The 11 changes came after the initial draft bill was almost universally criticised, including by religious groups, business, legal experts and gay lobby groups.
Mr Moses said the changes did not improve the bill, warning its passage through parliament would create an “ad hoc approach to rights” and risked causing confusion in the courts and the community.
The Law Council has been pushing for a charter of human rights as a “coherent legal framework to express, balance and protect all rights and freedoms”.
“Prioritising the freedom of religious expression over other human rights, such as protections against discrimination based on gender, race, disability, age or sexual orientation, is difficult to justify in modern Australia,” Mr Moses said.
He took aim at the bill’s reliance on using the term “statements of belief” as a way of offering protection for religious expression. “This is not a well-understood concept and will lead to considerable confusion in the courts,” Mr Moses said.
“Put simply, a person would be able state views that would otherwise be considered unlawfully discriminatory but claim it as a statement of belief and be protected.

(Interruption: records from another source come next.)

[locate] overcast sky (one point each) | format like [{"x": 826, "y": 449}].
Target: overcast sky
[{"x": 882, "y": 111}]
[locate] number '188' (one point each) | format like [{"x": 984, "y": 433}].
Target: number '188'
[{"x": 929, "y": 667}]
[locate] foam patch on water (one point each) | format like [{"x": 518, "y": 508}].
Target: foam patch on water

They may say that women are ‘deficient in intelligence and religion’ but as a statement of belief this would be protected, given its origin in religious texts. Why should Australian women be subject to such insulting and discriminatory statements cloaked as religious belief? It is this approach, where one set of rights are preferred over the rights of others, that makes this proposed legislation so troubling.”
Mr Moses criticised the proposals to allow faith-based hospitals and aged-care providers to discriminate on hiring staff based on their religious beliefs.
“I seriously query whether a hospital orderly needs to be of a particular religion in order that a religious hospital can preserve its religious ethos but this is what the draft bill would allow,” he said. “It seems odd that a hospital that receives public funding from all Australians can deny employment to some Australians.”
There will be consultation on the revised draft bill over summer before it is put to parliament.
The Prime Minister said this month he wanted the process to be “unifying and inclusive”. On announcing changes to the bill, Mr Morrison said he was looking forward to the next round of consultations so the legislation could be supported by both chambers of parliament.